The appetite for athletic footwear goes all the way to the top, with U.K. Prime Minister Rishi Sunak recently making headlines in his Adidas Sambas. According to our Spring U.S. Consumer Footwear Survey, conducted in partnership with Footwear Distributors & Retailers of America (FDRA), the athletic sector is the only shoe segment projected to see an increase in spending for the spring and summer period this year—albeit a modest 2% growth. Overall, footwear spending projects to be flat in months to come, and certain segments such as work shoes and fashion / dress shoes expect heavy declines of 21% and 19%, respectively.

While the economy has improved from this time last year, inflation remains elevated, and consumers are still feeling the budgetary pressure. They report buying shoes more frequently, but 42% of survey respondents are more likely this year to search for coupons or wait for a sale compared to 2023.

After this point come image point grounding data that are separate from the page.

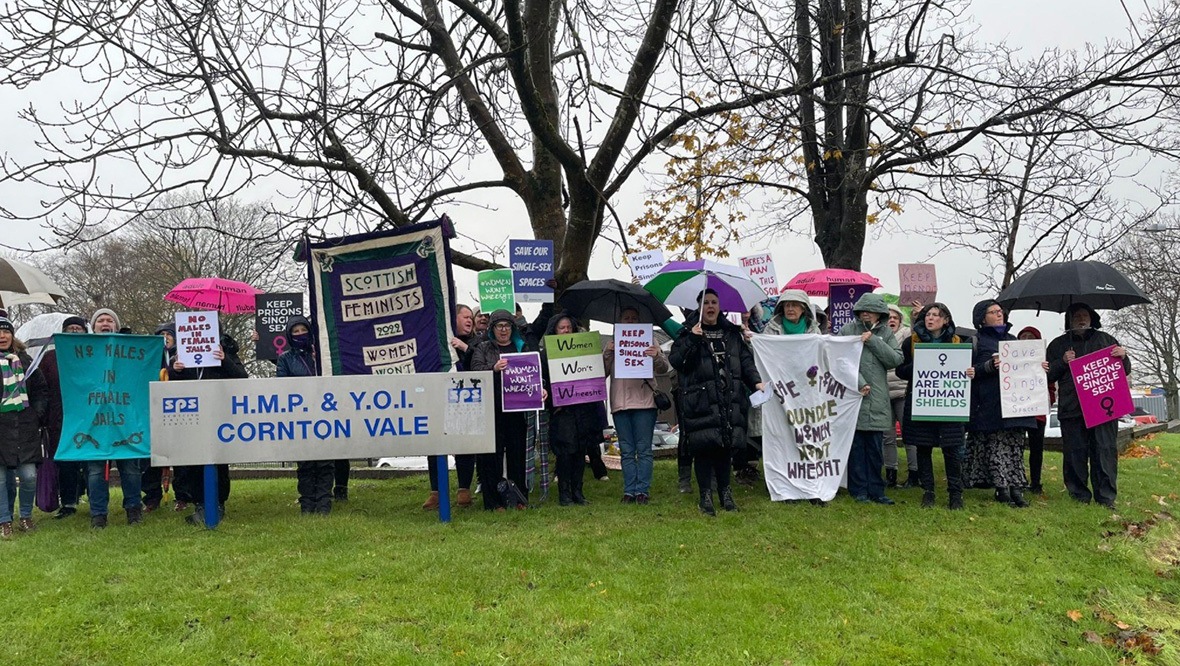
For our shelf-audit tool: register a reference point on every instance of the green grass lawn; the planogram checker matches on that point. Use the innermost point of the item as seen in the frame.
(382, 581)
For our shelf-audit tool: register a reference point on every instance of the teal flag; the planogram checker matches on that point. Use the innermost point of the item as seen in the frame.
(105, 380)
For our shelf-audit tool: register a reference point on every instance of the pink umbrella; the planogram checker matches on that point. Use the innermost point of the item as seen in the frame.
(228, 296)
(817, 282)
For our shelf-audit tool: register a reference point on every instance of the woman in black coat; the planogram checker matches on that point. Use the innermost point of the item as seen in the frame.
(932, 324)
(23, 402)
(714, 364)
(995, 450)
(572, 429)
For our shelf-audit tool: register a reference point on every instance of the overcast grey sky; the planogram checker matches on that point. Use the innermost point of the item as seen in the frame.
(1029, 25)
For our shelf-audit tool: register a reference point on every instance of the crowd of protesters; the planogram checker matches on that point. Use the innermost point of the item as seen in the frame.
(720, 432)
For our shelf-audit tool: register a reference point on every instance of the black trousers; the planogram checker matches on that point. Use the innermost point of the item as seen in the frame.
(1036, 454)
(510, 446)
(464, 468)
(713, 464)
(952, 458)
(152, 482)
(190, 483)
(315, 480)
(341, 472)
(1090, 454)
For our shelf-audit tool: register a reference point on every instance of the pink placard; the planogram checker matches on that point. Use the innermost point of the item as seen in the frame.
(1102, 387)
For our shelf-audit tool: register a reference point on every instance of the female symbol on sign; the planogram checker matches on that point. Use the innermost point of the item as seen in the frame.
(1107, 405)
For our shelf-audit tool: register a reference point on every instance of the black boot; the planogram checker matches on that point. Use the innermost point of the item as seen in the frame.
(1016, 498)
(727, 500)
(707, 502)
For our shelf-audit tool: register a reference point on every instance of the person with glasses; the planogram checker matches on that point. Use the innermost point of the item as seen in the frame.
(995, 449)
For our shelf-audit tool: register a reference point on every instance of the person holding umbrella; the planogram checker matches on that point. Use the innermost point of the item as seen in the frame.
(714, 363)
(634, 407)
(1089, 452)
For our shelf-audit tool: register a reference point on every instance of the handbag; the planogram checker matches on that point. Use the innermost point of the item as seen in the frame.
(663, 403)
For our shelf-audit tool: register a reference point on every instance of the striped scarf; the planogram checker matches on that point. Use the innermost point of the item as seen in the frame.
(14, 397)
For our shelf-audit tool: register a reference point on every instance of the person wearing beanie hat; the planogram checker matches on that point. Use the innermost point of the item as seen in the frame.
(23, 404)
(104, 320)
(1036, 436)
(1088, 452)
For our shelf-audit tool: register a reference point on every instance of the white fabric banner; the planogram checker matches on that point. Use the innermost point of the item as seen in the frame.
(808, 422)
(321, 418)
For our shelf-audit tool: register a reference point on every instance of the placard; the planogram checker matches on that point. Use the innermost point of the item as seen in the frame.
(646, 263)
(532, 267)
(105, 382)
(270, 315)
(321, 418)
(576, 372)
(496, 291)
(841, 299)
(761, 268)
(630, 341)
(520, 383)
(197, 337)
(941, 389)
(1023, 383)
(919, 282)
(1102, 387)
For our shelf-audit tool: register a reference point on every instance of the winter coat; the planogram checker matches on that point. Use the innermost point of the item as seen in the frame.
(775, 326)
(20, 431)
(925, 432)
(987, 415)
(879, 356)
(295, 361)
(1085, 343)
(571, 428)
(897, 385)
(487, 352)
(713, 406)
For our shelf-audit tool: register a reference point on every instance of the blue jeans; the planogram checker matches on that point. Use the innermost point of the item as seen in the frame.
(635, 429)
(865, 465)
(27, 474)
(100, 493)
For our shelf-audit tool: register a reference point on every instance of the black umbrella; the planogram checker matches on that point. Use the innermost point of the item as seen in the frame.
(602, 300)
(1054, 287)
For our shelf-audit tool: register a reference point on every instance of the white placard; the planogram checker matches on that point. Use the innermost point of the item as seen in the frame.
(197, 337)
(1023, 383)
(321, 418)
(941, 389)
(630, 341)
(646, 263)
(761, 268)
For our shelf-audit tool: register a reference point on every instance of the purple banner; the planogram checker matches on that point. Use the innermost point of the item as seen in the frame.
(1102, 387)
(384, 301)
(840, 299)
(578, 391)
(520, 387)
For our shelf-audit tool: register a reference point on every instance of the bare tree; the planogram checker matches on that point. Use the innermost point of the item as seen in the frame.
(856, 151)
(564, 99)
(1152, 332)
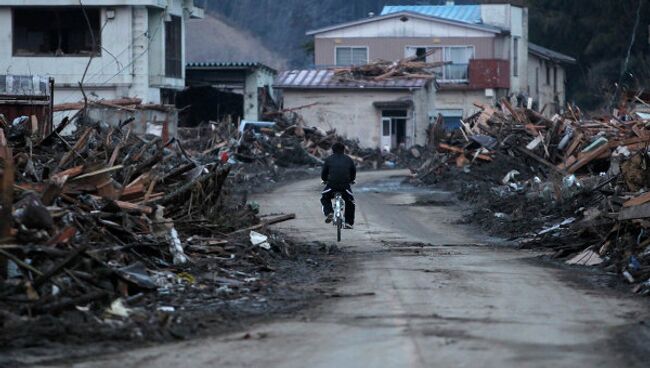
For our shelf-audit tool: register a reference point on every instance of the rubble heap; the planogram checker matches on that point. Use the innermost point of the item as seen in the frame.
(570, 183)
(98, 219)
(381, 70)
(288, 143)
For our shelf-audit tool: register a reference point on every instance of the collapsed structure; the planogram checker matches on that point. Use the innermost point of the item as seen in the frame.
(573, 184)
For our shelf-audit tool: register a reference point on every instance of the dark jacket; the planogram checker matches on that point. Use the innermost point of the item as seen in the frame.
(339, 171)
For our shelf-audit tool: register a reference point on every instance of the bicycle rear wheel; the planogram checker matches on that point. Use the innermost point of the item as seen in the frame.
(339, 225)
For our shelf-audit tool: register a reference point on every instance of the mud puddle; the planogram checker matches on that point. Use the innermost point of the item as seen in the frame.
(400, 192)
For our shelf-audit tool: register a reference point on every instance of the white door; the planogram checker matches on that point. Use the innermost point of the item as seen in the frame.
(386, 140)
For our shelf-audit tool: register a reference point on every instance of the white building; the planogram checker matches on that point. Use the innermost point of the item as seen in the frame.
(138, 45)
(488, 56)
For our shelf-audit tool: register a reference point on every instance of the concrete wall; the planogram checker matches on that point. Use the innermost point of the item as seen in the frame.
(544, 93)
(255, 80)
(394, 48)
(131, 61)
(462, 100)
(353, 115)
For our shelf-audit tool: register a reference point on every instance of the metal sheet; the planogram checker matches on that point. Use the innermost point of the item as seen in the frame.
(322, 79)
(460, 13)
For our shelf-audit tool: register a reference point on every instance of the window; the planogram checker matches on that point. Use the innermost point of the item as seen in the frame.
(55, 32)
(459, 56)
(173, 48)
(421, 54)
(351, 56)
(451, 118)
(515, 56)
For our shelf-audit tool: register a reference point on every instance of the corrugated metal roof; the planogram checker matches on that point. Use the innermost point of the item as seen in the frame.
(479, 26)
(229, 64)
(461, 13)
(549, 54)
(325, 79)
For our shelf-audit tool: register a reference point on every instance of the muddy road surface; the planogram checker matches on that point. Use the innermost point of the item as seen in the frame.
(421, 291)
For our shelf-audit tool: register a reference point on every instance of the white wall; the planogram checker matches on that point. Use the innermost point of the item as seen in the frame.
(546, 95)
(352, 113)
(257, 79)
(414, 27)
(461, 100)
(68, 70)
(131, 61)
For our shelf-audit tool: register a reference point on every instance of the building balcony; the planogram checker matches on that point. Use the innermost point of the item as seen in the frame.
(478, 74)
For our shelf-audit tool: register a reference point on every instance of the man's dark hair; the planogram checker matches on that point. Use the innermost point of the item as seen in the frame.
(338, 147)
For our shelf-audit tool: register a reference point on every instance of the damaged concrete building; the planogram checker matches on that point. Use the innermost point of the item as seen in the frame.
(137, 46)
(485, 49)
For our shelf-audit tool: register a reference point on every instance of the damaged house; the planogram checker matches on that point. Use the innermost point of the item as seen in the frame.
(483, 52)
(136, 46)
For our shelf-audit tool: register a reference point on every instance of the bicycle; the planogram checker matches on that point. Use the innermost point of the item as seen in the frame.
(337, 218)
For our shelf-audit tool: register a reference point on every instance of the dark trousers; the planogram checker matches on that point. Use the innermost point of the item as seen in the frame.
(329, 194)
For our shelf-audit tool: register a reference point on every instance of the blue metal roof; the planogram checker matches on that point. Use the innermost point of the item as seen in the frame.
(229, 65)
(461, 13)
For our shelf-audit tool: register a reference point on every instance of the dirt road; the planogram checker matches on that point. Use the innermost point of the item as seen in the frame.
(453, 304)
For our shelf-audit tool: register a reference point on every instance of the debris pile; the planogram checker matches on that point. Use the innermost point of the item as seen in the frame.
(577, 185)
(284, 142)
(93, 223)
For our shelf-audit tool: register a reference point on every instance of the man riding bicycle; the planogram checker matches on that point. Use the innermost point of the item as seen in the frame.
(338, 173)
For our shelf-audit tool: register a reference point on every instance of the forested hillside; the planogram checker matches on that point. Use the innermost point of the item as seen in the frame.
(596, 32)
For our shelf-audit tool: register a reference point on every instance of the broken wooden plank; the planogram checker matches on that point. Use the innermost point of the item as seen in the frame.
(272, 221)
(634, 212)
(537, 158)
(636, 201)
(59, 266)
(98, 172)
(588, 158)
(6, 192)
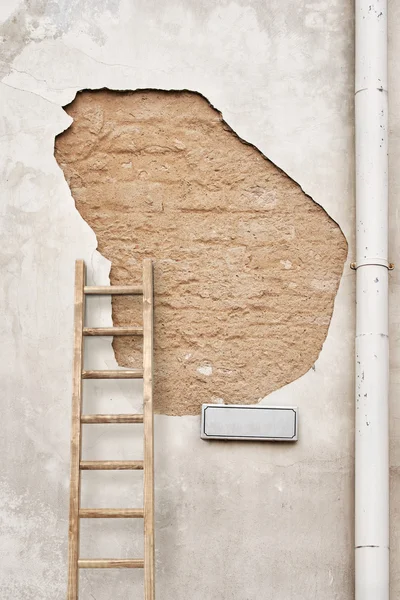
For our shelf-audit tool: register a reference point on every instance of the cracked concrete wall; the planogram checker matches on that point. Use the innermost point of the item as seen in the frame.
(233, 520)
(246, 265)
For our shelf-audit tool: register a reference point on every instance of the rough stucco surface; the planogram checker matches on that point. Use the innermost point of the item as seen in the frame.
(235, 521)
(246, 265)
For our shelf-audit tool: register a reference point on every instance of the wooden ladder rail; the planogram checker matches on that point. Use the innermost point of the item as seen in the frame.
(77, 465)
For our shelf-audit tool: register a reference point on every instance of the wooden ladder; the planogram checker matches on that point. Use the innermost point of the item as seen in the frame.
(77, 464)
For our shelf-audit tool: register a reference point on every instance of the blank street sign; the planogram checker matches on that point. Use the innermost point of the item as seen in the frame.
(235, 422)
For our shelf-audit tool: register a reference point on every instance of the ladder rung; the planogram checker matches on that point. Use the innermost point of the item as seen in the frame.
(111, 513)
(113, 290)
(112, 419)
(125, 374)
(111, 563)
(111, 465)
(113, 331)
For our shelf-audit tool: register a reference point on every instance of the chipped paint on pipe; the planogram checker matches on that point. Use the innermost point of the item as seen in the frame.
(372, 352)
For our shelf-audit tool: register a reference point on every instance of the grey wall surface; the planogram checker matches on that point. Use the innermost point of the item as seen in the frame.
(234, 521)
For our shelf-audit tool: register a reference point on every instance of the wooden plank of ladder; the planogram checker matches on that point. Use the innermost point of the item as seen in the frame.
(76, 445)
(148, 419)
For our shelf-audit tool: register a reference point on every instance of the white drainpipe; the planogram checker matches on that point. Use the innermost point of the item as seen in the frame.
(372, 352)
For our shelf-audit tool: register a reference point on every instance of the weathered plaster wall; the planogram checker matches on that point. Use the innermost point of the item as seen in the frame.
(234, 521)
(246, 265)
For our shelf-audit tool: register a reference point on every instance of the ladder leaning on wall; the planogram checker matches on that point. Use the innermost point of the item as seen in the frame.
(75, 562)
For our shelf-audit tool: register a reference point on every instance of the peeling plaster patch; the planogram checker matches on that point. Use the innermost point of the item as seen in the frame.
(220, 221)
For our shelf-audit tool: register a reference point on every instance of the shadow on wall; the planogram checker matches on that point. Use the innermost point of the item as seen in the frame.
(247, 266)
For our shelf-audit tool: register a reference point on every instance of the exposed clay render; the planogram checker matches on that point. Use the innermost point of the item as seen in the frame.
(246, 265)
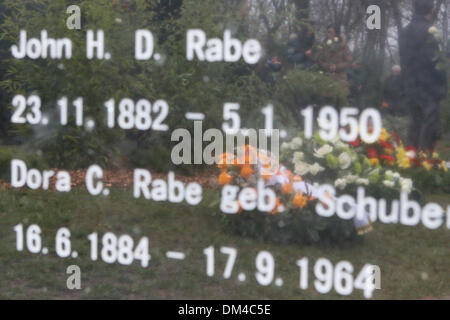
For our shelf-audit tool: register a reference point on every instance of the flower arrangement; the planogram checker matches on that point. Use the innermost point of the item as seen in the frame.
(338, 163)
(427, 169)
(293, 219)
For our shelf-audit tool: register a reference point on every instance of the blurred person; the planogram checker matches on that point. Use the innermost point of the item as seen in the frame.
(299, 48)
(393, 94)
(335, 57)
(425, 84)
(357, 79)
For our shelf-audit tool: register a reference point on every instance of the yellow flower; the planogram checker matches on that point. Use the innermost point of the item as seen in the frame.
(300, 201)
(277, 205)
(247, 171)
(402, 159)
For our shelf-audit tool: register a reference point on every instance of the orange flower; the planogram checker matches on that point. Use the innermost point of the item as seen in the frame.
(226, 159)
(247, 171)
(300, 201)
(225, 178)
(275, 209)
(287, 188)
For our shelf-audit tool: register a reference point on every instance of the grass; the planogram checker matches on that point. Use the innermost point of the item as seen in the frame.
(414, 262)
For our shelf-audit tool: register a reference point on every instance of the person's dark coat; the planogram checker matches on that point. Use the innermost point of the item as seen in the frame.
(394, 94)
(420, 56)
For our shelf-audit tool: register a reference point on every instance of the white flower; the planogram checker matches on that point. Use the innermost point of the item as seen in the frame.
(388, 183)
(340, 183)
(406, 185)
(296, 143)
(298, 156)
(362, 181)
(351, 178)
(301, 168)
(323, 151)
(344, 160)
(316, 168)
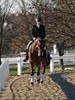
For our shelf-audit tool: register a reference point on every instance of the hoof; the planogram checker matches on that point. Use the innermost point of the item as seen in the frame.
(41, 82)
(38, 80)
(32, 83)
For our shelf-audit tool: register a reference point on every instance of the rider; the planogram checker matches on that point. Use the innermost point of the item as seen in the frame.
(38, 31)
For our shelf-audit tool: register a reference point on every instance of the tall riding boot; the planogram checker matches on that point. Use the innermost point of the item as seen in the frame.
(26, 56)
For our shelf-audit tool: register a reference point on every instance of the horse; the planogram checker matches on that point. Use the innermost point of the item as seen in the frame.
(36, 58)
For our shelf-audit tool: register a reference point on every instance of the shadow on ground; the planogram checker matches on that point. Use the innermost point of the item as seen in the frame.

This price-conscious method allows consumers to still prioritize their favorite brands. Only 7% of respondents said they would purchase a similar model—or “dupe”—of a shoe they like instead of the original, a clear indicator that brand preference plays a leading role in the footwear industry. This is especially true of the athletic segment, where 61% of respondents plan to shop for athletic shoes in branded online stores and 57% in branded brick-and-mortar stores, compared to 49% and 40% of consumers respectively for non-athletic shoes.

Our survey unlocked several key insights the footwear industry can implement to meet consumer needs across categories, which will prove critical to take more share given the muted spend projections. Companies should prioritize the following tactics to boost traffic and increase sales this spring, summer, and beyond:

Leverage technology to improve planning and allocation accuracy

Customers cannot buy what you do not have. When consumers can’t get their preferred brand or size in-store or through fast shipping, the sale is often lost—60% abandon purchases due to stock issues, the highest reason outside of price concerns.

Upgrading planning and allocation activities is crucial to ensure customers can get the product they want when they want it, and new AI capabilities can help. Utilizing AI allows companies to optimize inventory at individual stores, as well as across brick-and-mortar operations and e-commerce offerings, by constantly monitoring stock levels to reduce out-of-stock moments and limit excess inventory. Investments in AI won’t only improve forecasting, planning, and allocation, but will pay off more than ever given the opportunity to directly improve conversion.   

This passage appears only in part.